Today I spoke with an entrepreneur who asked for my perspective on a distressed asset opportunity. He’s seeking opinions on whether he should pursue the deal and on ways to maximize the value of the asset.

It occurred to me how different the conversation was from others I’ve had recently. In the midst of a pandemic, this entrepreneur is thinking of jumping on an opportunity to acquire more assets when others are minimizing costs and stockpiling cash. As I thought more about this, I realized a few things:

  • Perspective – Where others see uncertainty, this entrepreneur sees opportunity. He’s your quintessential glass-half-full kind of guy.
  • Positioning – He has positioned himself to be presented with and to capitalize on opportunities. Over the years, he’s developed a strong network that he reaches out to regularly.
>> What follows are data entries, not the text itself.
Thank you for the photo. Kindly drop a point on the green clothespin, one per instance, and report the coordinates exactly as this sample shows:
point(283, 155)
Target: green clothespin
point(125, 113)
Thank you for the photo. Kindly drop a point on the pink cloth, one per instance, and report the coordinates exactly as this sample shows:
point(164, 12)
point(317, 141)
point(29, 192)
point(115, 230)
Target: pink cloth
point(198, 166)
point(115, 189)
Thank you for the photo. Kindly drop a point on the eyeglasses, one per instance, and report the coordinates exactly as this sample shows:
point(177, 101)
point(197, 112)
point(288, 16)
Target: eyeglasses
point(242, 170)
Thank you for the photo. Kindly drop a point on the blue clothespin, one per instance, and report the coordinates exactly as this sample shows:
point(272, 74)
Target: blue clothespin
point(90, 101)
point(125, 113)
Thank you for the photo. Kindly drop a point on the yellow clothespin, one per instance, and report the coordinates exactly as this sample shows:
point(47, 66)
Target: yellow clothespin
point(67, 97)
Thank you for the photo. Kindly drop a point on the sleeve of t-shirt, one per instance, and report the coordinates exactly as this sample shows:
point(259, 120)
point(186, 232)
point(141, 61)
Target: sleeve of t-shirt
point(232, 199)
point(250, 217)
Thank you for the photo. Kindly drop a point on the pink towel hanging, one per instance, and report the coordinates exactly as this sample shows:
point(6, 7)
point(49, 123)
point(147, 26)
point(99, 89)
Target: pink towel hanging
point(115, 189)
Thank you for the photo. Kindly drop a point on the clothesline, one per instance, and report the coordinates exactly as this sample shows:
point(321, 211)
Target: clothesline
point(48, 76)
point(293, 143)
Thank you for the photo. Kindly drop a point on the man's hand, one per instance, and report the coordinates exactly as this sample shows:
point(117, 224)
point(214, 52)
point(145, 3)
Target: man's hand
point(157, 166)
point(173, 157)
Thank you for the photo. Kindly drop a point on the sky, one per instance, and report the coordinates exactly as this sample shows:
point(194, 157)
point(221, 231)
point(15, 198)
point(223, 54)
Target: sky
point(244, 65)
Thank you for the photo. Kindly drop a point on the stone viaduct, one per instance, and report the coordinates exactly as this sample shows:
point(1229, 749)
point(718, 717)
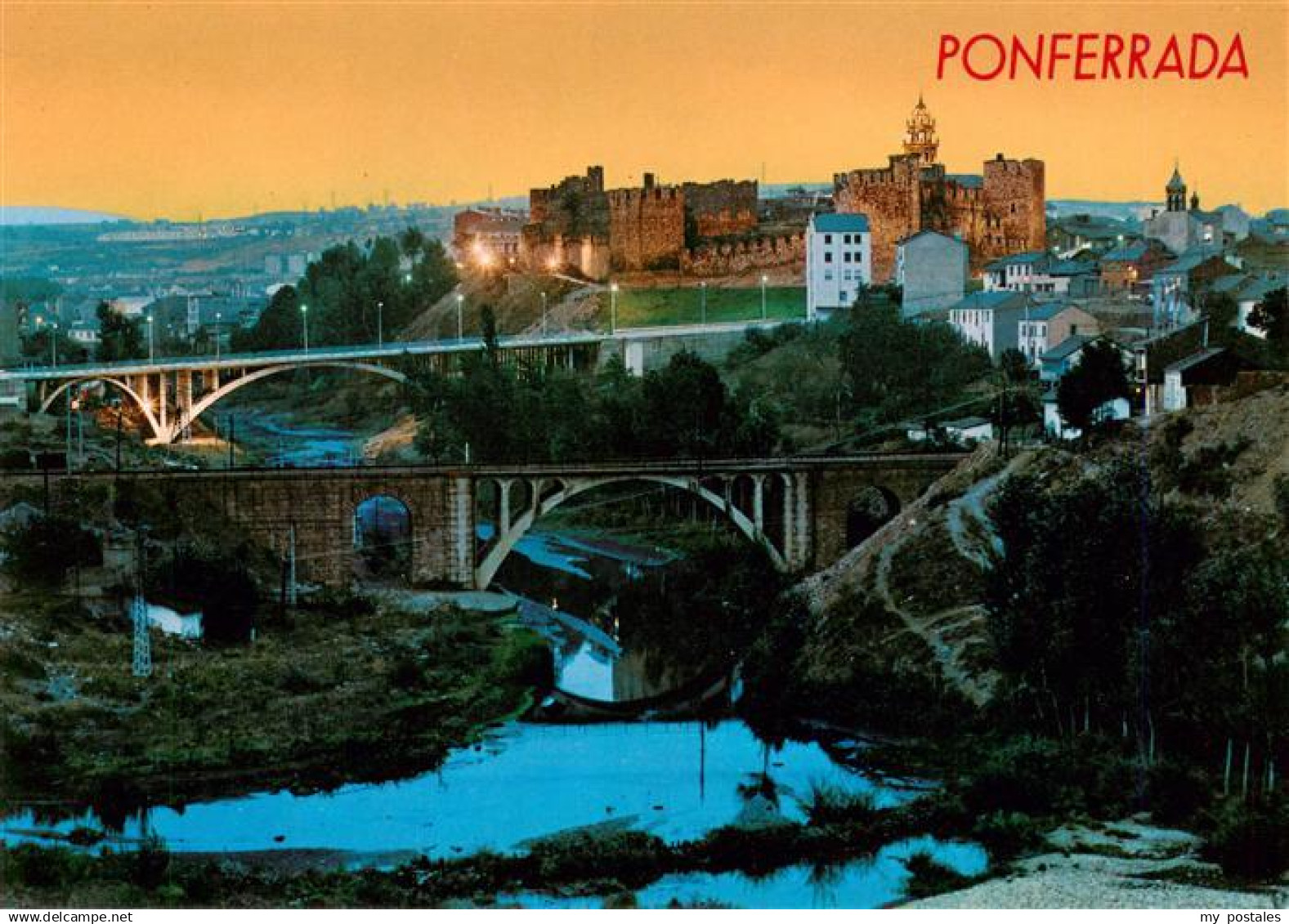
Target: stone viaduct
point(804, 511)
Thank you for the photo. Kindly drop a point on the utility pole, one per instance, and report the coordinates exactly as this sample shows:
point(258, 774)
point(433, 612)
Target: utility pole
point(290, 567)
point(69, 449)
point(142, 660)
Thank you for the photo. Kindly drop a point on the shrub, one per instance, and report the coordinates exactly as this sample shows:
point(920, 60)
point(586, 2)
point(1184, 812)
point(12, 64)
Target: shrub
point(525, 661)
point(629, 856)
point(1009, 834)
point(929, 877)
point(1251, 841)
point(1177, 792)
point(829, 805)
point(150, 864)
point(43, 551)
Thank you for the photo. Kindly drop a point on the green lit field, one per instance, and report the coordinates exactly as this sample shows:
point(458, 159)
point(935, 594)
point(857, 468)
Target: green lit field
point(651, 307)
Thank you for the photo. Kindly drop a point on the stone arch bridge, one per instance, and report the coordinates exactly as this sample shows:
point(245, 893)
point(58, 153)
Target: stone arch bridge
point(801, 509)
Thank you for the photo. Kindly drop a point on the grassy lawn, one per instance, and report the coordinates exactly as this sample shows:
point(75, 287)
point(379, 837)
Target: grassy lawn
point(650, 307)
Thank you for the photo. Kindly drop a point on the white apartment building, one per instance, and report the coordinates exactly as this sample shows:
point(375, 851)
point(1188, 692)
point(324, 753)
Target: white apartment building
point(838, 262)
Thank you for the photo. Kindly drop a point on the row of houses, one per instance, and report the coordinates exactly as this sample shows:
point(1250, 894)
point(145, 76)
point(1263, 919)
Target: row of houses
point(178, 316)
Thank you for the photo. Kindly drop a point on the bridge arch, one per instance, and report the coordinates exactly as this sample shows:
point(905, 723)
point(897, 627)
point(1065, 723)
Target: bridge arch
point(208, 401)
point(107, 381)
point(570, 488)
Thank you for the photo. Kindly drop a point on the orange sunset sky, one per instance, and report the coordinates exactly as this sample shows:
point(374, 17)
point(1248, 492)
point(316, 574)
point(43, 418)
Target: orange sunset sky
point(217, 109)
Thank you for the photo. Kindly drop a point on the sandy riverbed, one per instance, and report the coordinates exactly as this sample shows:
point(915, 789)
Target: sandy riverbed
point(1112, 868)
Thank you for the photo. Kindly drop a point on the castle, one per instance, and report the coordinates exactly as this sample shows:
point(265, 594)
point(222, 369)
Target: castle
point(578, 225)
point(996, 214)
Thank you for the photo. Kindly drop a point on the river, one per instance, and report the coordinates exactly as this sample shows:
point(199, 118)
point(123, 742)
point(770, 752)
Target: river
point(529, 780)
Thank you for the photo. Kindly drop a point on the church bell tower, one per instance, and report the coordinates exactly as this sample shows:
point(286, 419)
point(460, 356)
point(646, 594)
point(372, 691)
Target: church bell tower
point(922, 140)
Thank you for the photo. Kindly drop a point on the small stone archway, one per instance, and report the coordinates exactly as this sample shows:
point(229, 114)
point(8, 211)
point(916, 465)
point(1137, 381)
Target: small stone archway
point(549, 493)
point(383, 538)
point(871, 508)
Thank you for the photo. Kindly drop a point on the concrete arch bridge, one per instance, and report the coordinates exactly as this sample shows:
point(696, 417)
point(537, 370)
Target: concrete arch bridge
point(804, 511)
This keeps him top of mind—people think of him when opportunities arise. And his network is full of subject matter experts who can provide valuable insights when he needs them. Lastly, he isn’t leveraged, so he can pull the trigger quickly when he sees an opportunity that he wants to seize. It’s classic “quick close” positioning.
  • Just the beginning – This could be the beginning of a period of exceptional opportunity for people with an appetite for risk and the vision to see post-pandemic potential.
  • Relationships matter – The sellers could get more for their asset, but they’d rather deal with someone they know who has a track record of honoring his commitments.

The future is very uncertain, but some people will thrive. I see entrepreneurs turning ideas into great companies and creating value in distressed situations.  

What opportunities have you taken advantage of in uncertain times?

Comparisons Steal Joy

I recently caught up with an acquaintance who happens to bean entrepreneur. We discussed what’s happened since the last time we spoke and what’s on the horizon. He mentioned that a recent change of scene allowed him to focus better and feel more at peace. He’d been feeling distracted by how well some of his peers are doing and under self-imposed pressure to reach headline-grabbing heights. I was reminded of a quote I like:

Comparison is the thief of joy.
~ President Theodore Roosevelt

This entrepreneur has a thriving company. Revenues are growing and his team is expanding. By most measures, he’s achieved a remarkable level of success. Now, is he the most successful entrepreneur of all time? No. Has he made the cover of Forbes? Nope. Has he built a great company he can be proud of with happy customers? Absolutely!  

My big takeaway was that even accomplished people feel insecure. Successful people, like everyone else, have their moments—or days, weeks, or months—of self-doubt. They just may not be as open to admitting it. Fortunately for this entrepreneur, he is self-aware enough to recognize what was distracting him and make changes to mitigate the problem.  

How do you avoid comparing yourself to others?